Lesson learnt, right?
Not for Bronnie. Not long after her wildly successful blog, and consequent best-selling book, had brought her international success, life sent her another challenge. Ware began to suffer from the extreme pain and debilitation of rheumatoid arthritis, to the point where she was unable to put her bare feet on the ground for two years. But rather than accept the fate of a lifetime of pain and restrictions, Ware dug even deeper and found the blessings in her illness.
“Don’t get me wrong. There have been moments when I’ve thought, ‘Oh, come on. Enough already.’ But at the same time, I feel so rewarded and so blessed because of what has happened to me.”
Two blessings
Rewind three years and Bronnie Ware was right in the middle of the two greatest achievements of her life: creating an international bestselling, self-published book, and about to give birth to her first and only child at 45. While it would seem a blessing to have both successes in your life, the reality was that Ware felt overwhelmed with the global media attention her work was receiving, and was anxious about juggling it all with new motherhood.
“At about 11 o’clock the night before my daughter was born, I finally closed my computer and turned my phone off and said a really clear prayer. Well, actually, it was probably more of a demand than a prayer — I was so desperate for something to happen! I just said, ‘Enough. I can’t do this on my own any more. I need help now.’
“I felt quite sad as I’d worked so hard to get where I was and connect with such a large audience on my own, but I was also about to become a first-time mum at the age of 45, and I wanted to be a very present mum. But, in truth, I felt like I couldn’t be fully present with the two miraculous things that were unfolding in my life at that time.”
She gave birth to her daughter just before midday the very next day and, when she finally decided to turn her phone back on, there were again messages from media all over the world.

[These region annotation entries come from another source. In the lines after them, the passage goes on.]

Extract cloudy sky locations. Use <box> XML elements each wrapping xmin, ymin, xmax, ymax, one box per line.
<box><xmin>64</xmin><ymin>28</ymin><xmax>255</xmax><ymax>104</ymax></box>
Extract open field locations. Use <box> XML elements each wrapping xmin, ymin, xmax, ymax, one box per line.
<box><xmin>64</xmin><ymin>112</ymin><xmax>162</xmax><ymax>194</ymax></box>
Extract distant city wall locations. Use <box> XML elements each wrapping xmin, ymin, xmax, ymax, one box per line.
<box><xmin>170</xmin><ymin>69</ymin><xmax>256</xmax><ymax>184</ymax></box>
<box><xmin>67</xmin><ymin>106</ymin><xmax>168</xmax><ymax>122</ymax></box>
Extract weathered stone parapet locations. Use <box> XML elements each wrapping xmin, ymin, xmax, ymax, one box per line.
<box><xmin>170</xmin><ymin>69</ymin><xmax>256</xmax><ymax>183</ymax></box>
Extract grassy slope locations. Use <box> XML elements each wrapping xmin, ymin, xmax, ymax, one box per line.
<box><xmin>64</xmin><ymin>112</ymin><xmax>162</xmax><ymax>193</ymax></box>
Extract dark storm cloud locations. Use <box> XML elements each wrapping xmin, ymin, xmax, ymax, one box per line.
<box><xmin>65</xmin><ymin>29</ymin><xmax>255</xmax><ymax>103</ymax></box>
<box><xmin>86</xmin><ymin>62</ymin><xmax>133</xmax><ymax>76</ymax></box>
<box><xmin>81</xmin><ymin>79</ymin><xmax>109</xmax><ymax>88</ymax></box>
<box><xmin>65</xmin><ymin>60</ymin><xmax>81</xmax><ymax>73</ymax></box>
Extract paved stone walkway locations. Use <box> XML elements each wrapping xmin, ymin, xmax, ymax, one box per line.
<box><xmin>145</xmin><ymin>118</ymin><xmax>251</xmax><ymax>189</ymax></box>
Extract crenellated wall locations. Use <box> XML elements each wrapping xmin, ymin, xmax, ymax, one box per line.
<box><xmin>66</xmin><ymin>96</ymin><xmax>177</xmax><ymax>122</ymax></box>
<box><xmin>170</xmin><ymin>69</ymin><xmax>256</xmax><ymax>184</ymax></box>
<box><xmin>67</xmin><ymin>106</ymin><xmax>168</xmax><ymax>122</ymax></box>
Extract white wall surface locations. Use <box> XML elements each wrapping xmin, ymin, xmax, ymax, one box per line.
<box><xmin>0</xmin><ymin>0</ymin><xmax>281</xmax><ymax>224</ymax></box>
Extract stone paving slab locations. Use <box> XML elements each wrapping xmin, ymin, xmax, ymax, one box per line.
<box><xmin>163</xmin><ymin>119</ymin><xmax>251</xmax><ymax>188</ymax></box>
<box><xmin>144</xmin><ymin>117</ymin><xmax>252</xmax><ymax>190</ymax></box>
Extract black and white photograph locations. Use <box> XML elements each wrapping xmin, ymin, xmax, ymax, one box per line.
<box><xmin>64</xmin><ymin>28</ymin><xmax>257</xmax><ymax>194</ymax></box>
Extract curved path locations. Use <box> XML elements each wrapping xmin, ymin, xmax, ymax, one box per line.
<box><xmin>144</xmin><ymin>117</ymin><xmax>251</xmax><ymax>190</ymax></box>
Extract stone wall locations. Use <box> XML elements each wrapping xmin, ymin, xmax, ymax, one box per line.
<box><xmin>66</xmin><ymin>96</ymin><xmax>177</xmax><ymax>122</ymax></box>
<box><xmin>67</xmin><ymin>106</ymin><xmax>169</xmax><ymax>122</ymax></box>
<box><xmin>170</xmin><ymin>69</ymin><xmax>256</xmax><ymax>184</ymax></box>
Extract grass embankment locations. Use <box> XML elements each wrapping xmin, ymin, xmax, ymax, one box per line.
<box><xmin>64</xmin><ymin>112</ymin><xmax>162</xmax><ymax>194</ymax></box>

“But, as I turned my phone on, another call came through and, even though I don’t usually answer an unknown number, for whatever reason I decided to answer this one. And it was Leon [Nacson] from Hay House Australia, offering me an international publishing deal with Hay House.”
Prayer answered.
“I burst into tears, and then the baby started crying, and when Leon asked me how old she was, I cried, “I just had her this morning!”
Doing the work
This is the typical “overnight success” that took 14 years. Ware had not only self-published her wildly successful first book before Hay House made that fateful phone call, but she had also spent years reflecting on her own lessons from working so closely with the dying in palliative care.
Before she began working with the dying, Ware had spent time in various careers, included mixing cocktails on a tropical island, management in the banking sector, selling insurance and teaching song writing to prisoners. While song writing was, and still remains, a great passion, it wasn’t until she started writing about her own lessons learnt from being with people in their last moments of life that she found a way to comfortably share her message.
And heal her own life. Including the suicidal thoughts she’d had before turning her life around through her work as a carer.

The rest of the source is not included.